Mirabel can't visit Bruno in prison for the next few months, but she can make sure he knows he's not forgotten at Christmas.

Set in Saint_Fendulij’s 1990s Colombia AU.

Notes:

Merry Christmas, Saint_Fendulij! Or, more accurately, Happy Boxing Day! (Second Christmas celebration day in a lot of countries, including the one I live in)

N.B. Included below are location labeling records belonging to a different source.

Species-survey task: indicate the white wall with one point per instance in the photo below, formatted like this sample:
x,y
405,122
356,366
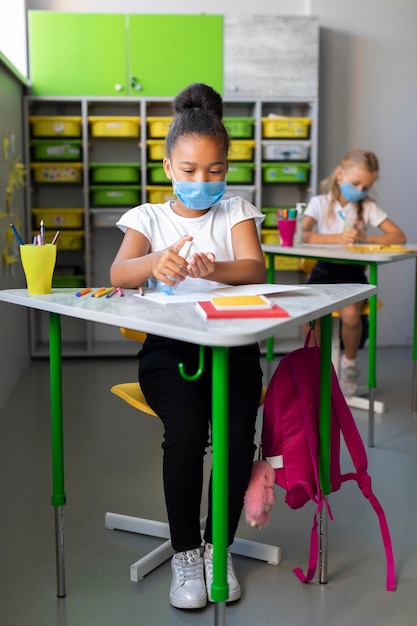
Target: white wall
x,y
13,38
368,95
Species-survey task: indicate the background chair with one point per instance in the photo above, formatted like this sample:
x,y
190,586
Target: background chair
x,y
133,395
356,402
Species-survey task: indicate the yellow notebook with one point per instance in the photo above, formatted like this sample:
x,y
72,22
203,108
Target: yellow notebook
x,y
239,303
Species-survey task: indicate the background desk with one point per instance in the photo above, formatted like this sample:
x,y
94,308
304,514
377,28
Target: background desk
x,y
181,321
373,259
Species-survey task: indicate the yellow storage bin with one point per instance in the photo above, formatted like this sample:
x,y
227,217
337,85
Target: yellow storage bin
x,y
67,240
55,126
241,150
58,218
158,126
158,195
286,127
57,172
156,149
114,126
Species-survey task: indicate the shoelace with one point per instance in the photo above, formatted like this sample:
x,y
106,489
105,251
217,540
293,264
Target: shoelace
x,y
187,568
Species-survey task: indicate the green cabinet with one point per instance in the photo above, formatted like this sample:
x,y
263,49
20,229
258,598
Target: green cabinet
x,y
99,54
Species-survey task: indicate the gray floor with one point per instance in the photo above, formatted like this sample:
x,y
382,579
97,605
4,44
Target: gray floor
x,y
113,463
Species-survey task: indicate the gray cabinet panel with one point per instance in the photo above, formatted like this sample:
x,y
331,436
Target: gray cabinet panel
x,y
271,56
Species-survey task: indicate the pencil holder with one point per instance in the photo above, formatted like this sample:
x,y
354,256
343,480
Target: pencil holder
x,y
38,264
287,230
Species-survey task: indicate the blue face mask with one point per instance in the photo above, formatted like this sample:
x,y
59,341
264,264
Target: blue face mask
x,y
198,195
352,193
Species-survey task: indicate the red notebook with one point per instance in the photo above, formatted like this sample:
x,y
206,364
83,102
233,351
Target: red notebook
x,y
210,312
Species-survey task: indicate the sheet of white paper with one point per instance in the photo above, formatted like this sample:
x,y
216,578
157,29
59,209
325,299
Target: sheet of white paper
x,y
256,289
187,295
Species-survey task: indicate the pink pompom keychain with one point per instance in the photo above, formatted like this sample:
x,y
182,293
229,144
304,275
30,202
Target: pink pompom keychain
x,y
260,496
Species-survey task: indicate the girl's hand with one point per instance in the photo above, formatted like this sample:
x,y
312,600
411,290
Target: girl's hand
x,y
202,264
349,236
168,266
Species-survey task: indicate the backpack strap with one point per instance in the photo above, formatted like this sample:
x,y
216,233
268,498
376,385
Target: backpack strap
x,y
357,452
318,497
314,545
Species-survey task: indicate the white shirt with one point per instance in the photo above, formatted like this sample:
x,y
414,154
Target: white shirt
x,y
317,209
211,232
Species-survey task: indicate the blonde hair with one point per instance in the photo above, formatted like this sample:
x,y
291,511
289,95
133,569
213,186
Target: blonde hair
x,y
354,158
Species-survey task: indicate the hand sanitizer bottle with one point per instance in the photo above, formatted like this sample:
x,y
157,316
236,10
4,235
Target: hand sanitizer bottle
x,y
170,289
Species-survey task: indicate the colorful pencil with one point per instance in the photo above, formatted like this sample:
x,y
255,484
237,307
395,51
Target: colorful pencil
x,y
18,237
83,292
104,292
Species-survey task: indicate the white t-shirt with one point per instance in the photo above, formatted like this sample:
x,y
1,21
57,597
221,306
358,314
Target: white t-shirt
x,y
211,232
317,209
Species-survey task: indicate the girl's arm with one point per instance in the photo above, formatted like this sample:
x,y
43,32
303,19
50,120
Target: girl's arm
x,y
248,266
347,237
134,264
391,234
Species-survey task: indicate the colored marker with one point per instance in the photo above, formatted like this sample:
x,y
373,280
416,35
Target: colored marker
x,y
53,242
83,292
104,292
42,233
18,237
346,223
95,294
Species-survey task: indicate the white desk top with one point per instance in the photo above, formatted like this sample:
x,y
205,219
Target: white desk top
x,y
183,322
342,253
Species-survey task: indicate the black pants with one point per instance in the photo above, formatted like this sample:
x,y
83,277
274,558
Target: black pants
x,y
325,272
185,410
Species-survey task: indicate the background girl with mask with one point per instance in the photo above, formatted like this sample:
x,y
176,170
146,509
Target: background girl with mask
x,y
225,249
341,216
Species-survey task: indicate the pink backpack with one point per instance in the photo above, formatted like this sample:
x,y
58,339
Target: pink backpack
x,y
290,444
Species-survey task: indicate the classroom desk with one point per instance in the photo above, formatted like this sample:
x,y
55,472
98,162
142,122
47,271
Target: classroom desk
x,y
182,321
373,260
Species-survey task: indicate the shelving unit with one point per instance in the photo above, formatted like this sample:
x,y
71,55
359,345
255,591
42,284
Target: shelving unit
x,y
83,182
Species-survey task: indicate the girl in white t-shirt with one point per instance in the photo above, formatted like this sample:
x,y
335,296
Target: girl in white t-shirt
x,y
225,249
341,216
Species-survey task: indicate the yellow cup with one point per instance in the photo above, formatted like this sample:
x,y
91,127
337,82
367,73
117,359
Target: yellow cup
x,y
38,264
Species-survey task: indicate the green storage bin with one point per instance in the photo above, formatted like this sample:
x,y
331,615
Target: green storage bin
x,y
115,172
285,172
112,195
240,127
157,174
240,173
56,150
271,216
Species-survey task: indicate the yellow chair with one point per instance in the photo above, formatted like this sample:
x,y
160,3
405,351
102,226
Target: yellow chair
x,y
133,395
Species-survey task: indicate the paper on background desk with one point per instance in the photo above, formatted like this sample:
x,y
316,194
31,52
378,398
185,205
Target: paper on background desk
x,y
182,295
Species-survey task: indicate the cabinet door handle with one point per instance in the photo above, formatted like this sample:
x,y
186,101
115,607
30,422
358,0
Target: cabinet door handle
x,y
135,84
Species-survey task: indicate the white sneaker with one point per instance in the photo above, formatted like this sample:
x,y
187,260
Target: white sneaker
x,y
349,377
188,589
234,587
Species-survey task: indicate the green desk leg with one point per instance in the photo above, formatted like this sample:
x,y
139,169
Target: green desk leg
x,y
220,372
58,490
372,354
414,392
324,431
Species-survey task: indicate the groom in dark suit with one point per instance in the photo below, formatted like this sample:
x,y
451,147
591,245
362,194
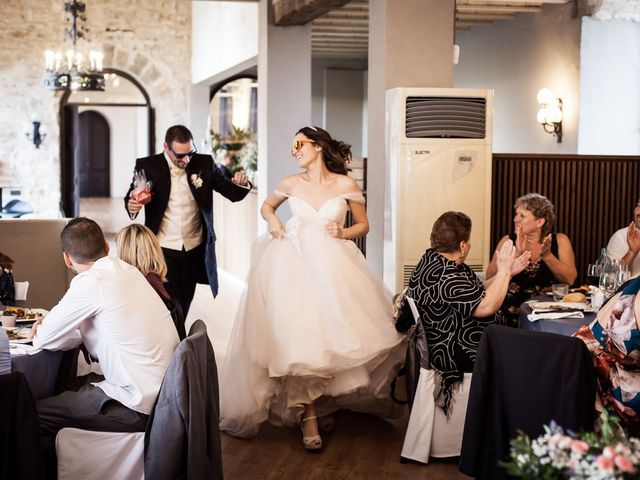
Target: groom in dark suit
x,y
180,211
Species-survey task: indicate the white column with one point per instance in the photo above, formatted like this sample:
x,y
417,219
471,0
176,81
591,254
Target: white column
x,y
609,94
284,99
198,115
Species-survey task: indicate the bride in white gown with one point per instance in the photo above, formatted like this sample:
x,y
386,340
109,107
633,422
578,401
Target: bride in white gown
x,y
314,332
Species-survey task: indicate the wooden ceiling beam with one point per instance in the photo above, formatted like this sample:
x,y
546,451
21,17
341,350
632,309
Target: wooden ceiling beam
x,y
301,12
338,35
335,20
496,9
482,16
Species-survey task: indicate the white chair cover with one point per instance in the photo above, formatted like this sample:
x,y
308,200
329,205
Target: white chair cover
x,y
86,454
430,432
21,289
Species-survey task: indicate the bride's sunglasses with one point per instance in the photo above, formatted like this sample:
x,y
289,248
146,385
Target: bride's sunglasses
x,y
297,145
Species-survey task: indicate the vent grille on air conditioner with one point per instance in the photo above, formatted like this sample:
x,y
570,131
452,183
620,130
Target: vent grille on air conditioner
x,y
446,117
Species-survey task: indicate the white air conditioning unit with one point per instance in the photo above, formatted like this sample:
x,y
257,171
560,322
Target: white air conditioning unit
x,y
438,149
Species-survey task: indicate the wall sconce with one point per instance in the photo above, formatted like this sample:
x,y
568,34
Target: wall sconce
x,y
36,136
550,113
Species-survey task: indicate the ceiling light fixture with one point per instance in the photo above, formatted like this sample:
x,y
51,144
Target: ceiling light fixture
x,y
74,70
550,113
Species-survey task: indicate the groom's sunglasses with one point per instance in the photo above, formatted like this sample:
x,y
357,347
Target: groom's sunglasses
x,y
180,156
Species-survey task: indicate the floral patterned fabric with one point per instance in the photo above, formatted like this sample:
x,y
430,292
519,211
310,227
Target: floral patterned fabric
x,y
616,355
528,283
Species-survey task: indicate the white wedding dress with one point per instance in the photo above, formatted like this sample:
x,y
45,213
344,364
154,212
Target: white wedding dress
x,y
314,325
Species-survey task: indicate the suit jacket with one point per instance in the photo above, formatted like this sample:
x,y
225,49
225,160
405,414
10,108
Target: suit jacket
x,y
157,171
183,437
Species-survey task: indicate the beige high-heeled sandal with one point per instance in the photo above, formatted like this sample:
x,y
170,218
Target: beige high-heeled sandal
x,y
313,442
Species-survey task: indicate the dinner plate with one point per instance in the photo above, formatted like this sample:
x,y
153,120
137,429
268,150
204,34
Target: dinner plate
x,y
560,305
40,311
23,335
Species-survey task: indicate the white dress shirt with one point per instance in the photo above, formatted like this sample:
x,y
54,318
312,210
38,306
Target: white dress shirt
x,y
123,322
5,356
618,248
181,223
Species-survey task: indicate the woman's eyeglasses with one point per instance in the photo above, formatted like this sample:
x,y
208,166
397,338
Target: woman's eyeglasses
x,y
297,145
180,156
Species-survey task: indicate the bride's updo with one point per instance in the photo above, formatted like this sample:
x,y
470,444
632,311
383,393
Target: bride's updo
x,y
336,154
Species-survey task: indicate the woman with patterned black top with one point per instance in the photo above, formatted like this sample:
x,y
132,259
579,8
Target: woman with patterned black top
x,y
454,306
552,257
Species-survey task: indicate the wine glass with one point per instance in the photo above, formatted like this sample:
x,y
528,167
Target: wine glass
x,y
594,271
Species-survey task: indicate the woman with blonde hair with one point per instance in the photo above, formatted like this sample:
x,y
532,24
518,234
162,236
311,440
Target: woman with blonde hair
x,y
138,246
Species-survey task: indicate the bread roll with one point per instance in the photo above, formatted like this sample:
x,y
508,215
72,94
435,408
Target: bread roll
x,y
575,297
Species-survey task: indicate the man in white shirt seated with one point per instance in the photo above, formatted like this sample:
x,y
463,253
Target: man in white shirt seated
x,y
624,245
5,356
112,309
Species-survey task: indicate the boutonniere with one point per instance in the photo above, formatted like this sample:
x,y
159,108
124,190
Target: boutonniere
x,y
196,180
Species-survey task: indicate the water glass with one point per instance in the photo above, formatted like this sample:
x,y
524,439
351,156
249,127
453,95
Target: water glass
x,y
624,274
609,282
594,271
559,291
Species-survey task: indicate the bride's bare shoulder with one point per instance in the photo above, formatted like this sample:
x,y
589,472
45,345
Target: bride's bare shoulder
x,y
347,184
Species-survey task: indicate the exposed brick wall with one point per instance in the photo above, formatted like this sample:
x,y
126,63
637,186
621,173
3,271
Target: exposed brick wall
x,y
150,39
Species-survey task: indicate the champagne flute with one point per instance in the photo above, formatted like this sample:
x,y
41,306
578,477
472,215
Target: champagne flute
x,y
593,273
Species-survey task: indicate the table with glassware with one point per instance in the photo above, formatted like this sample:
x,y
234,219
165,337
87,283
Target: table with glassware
x,y
41,368
563,326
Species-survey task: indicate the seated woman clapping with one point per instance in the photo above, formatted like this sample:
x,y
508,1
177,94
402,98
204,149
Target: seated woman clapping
x,y
614,343
138,246
552,257
454,306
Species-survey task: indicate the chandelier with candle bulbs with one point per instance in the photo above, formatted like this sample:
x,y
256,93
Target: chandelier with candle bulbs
x,y
74,70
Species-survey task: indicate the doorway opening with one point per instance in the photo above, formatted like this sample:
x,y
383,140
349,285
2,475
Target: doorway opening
x,y
102,134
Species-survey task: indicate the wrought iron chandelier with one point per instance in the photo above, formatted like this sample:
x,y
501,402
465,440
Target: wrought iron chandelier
x,y
74,70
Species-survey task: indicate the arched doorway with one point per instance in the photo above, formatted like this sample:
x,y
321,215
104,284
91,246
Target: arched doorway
x,y
126,108
94,155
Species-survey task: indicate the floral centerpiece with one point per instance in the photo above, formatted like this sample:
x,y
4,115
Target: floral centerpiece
x,y
556,454
237,151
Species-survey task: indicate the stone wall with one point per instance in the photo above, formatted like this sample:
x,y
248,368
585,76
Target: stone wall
x,y
150,39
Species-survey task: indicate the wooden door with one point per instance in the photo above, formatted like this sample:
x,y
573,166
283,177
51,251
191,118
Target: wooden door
x,y
94,155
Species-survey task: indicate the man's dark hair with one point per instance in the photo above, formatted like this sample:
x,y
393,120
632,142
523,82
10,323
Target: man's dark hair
x,y
177,133
82,240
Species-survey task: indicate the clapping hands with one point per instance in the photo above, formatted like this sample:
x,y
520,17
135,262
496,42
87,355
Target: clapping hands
x,y
506,256
633,237
240,178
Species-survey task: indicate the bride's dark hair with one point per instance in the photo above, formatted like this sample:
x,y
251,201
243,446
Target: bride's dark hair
x,y
336,154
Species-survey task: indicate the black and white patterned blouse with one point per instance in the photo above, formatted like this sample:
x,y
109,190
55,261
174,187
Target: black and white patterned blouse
x,y
446,294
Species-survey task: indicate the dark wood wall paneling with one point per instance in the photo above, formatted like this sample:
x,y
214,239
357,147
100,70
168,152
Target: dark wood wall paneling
x,y
593,196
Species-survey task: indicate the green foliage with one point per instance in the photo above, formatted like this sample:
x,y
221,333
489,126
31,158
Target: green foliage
x,y
238,151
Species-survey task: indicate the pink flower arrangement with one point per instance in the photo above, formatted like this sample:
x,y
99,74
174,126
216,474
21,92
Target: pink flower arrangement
x,y
608,454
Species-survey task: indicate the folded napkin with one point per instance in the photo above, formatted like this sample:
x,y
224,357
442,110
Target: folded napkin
x,y
539,315
23,349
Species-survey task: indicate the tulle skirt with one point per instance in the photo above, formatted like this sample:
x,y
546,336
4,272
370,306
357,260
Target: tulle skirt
x,y
314,325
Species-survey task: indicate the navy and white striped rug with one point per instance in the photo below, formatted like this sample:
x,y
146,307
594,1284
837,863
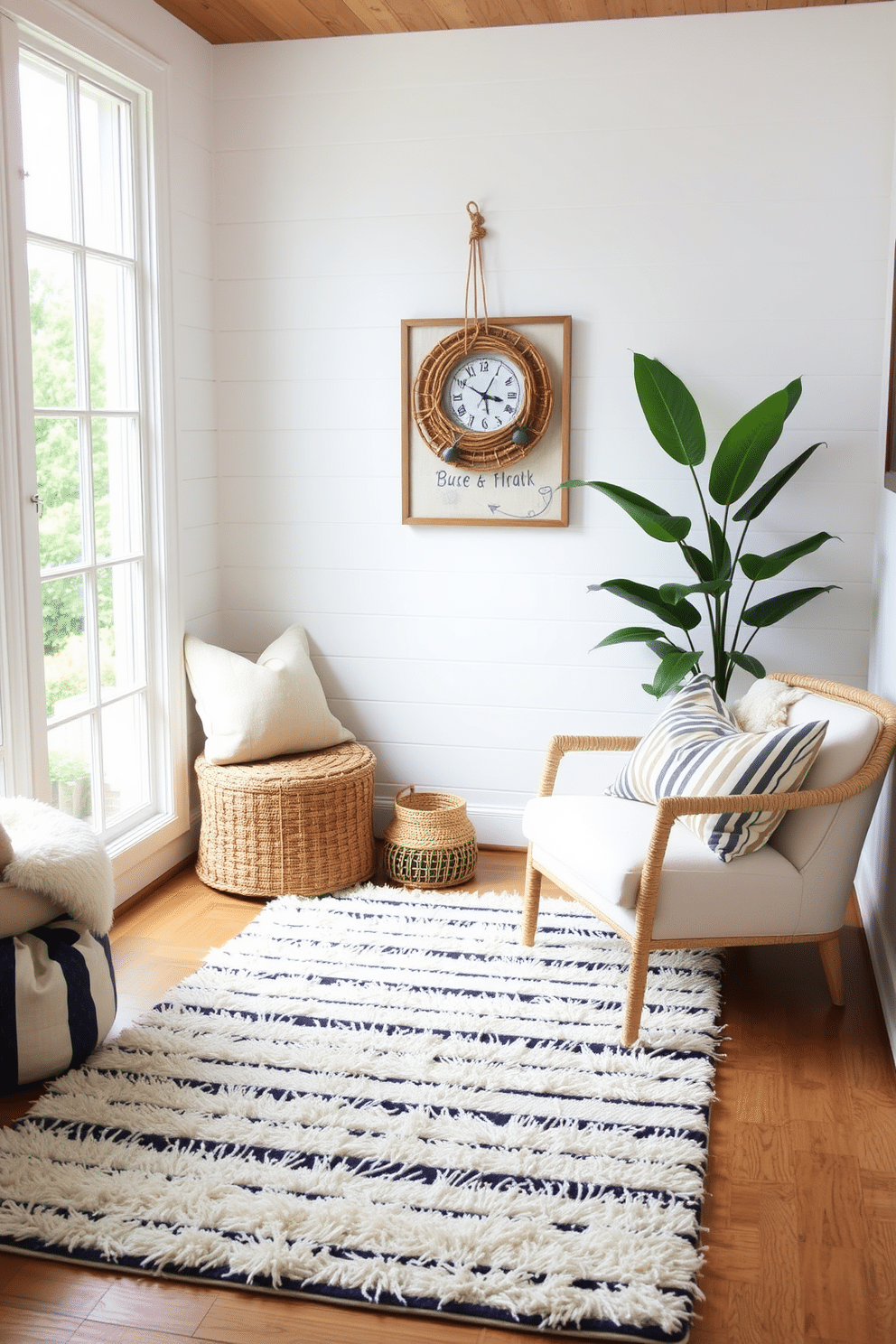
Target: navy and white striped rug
x,y
382,1098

This will make a lot more sense if you've read Saint_Fendulij's excellent "Skeletons in the Closet" - Russian original and my English translation are both linked, but if you've not:

- "Skeletons in the Closet" is set in the last year of Pablo Escobar's reign of terror, and the years right after (late 1992 - late 90s)
- Bruno pled guilty to a murder to protect his family
- Mirabel saw something that made her think he might not be as guilty as he seemed and started writing, then visiting him. The rest of her family had no idea that she's in contact with him, much less visiting (though Camilo is suspicious).
- Mirabel has decided to apply to Universidad del Rosario's law program for criminal law. Her father is aware of this, but no one else is. She is secretly going to preparation courses there instead of at the university for fashion design that her mother and Abuela think would be more suitable.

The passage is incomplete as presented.